O papel de Aldo Rebelo na reaproximação com a China
A virada ideológica de Aldo Rebelo gera desconforto e repúdio entre antigos companheiros
Não foi o PT que decidiu, sozinho, se aproximar da China. Tampouco essa guinada geopolítica foi obra de um convencimento interno. No início dos anos 1990, enquanto setores do partido celebravam o colapso soviético como chance de se integrar à social-democracia europeia, coube a Aldo Rebelo, naquele momento ainda um comunista nacionalista, o papel de articulador de uma reconciliação com o Partido Comunista Chinês. O gesto partiu dele, com clareza estratégica e cálculo histórico. Décadas depois, essa aproximação se tornou um dos pilares da política externa brasileira. Mas o protagonista da costura inicial já não pertence ao campo que colhe os frutos: hoje está em outra margem, irreconhecível, repelido por aqueles que herdaram o edifício que ele ajudou a erguer. Num tempo em que a esquerda brasileira comemorava a queda do Muro de Berlim e repetia palavras de ordem contra o “autoritarismo asiático”, coube justamente a Aldo Rebelo, que hoje acusa o ministro Alexandre de Moraes de violar a Constituição e flerta publicamente com setores bolsonaristas, propor que o Partido dos Trabalhadores buscasse uma aproximação estratégica com o gigante asiático. A ironia política não poderia ser mais aguda: o arquiteto de uma ponte que se tornaria histórica foi, décadas depois, interditado pela mesma travessia.
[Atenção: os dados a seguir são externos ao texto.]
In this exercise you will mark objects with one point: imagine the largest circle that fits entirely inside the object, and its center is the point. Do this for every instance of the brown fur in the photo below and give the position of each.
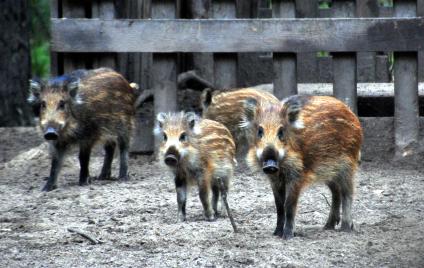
(320, 142)
(83, 108)
(227, 108)
(206, 154)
Nos anos que sucederam a queda do Muro de Berlim, o PT ainda era um partido em ebulição, atravessado por disputas internas intensas e pela presença de correntes trotskistas que mantinham uma crítica inflexível a qualquer regime classificado como autoritário. Esse ambiente de fragmentação ideológica levaria, ao longo dos anos 1990, à expulsão de diversos militantes, que acabariam fundando siglas como o PSTU e o PCB reestruturado. Em 1989, o episódio da repressão na Praça da Paz Celestial cristalizou essa tensão: lideranças petistas criticaram publicamente o governo chinês, reforçando o distanciamento em relação ao Partido Comunista daquele país. Do outro lado do mundo, o PCC mantinha interlocução constante com o PCdoB e acompanhava com atenção o crescimento do PT como força de massas na América do Sul, mas as declarações de figuras proeminentes da legenda brasileira, que classificavam a China como autocracia, interromperam qualquer possibilidade de cooperação naquele momento. Foi nesse contexto que Aldo Rebelo, percebendo a ascensão da China e a necessidade de uma articulação estratégica, teria aconselhado José Dirceu a buscar uma reaproximação. Segundo relatos, o gesto implicava também um reconhecimento, seria necessário se desculpar formalmente pelo posicionamento anterior do partido em relação ao episódio de Tiananmen.
Organizou-se então uma comitiva, formada por nomes como José Genoino, Dirceu e Aloizio Mercadante, que viajou à China para restabelecer as pontes rompidas. O recado era claro: as críticas anteriores não representavam mais a posição do PT, e os quadros responsáveis por elas já haviam sido afastados. A missão teve sucesso, e nos anos seguintes o diálogo com o Partido Comunista Chinês se intensificou.
A recente reaproximação entre Brasil e China, liderada pelo presidente Lula, não é apenas a retomada de uma relação bilateral estratégica. Representa um gesto firme de reposicionamento do Brasil num cenário internacional marcado pela transição de poder global, onde os países do Sul voltam a disputar protagonismo. A visita oficial à China selou uma série de acordos em áreas como energia verde, reindustrialização, tecnologia e monitoramento ambiental.
A virada ideológica de Aldo Rebelo gera desconforto e repúdio entre antigos companheiros. Alinhado a pautas reacionárias, ou a ser visto como alguém que renegou os princípios que um dia defendeu. Por outro lado, converge com parte da esquerda ao acusá-la de ter abandonado a luta nacional por uma agenda baseada apenas em identidades biológicas.
A figura de Aldo escancara os imes da esquerda brasileira diante das contradições do tempo histórico. A construção de um novo mundo, mais justo e multipolar, exige compreender que nem todos os atores relevantes cabem nos moldes da ortodoxia ideológica. E que, por vezes, as alianças que movem a história não coincidem com as afinidades morais do presente. Portanto, ao celebrar a atual aproximação com a China, talvez seja preciso reconhecer também os fios subterrâneos que a tornaram possível. Entre eles, o gesto de um político que já foi ovacionado, depois esquecido, e hoje é lembrado como símbolo de desvio. Mas que, apesar de tudo, ajudou a abrir as portas do Oriente.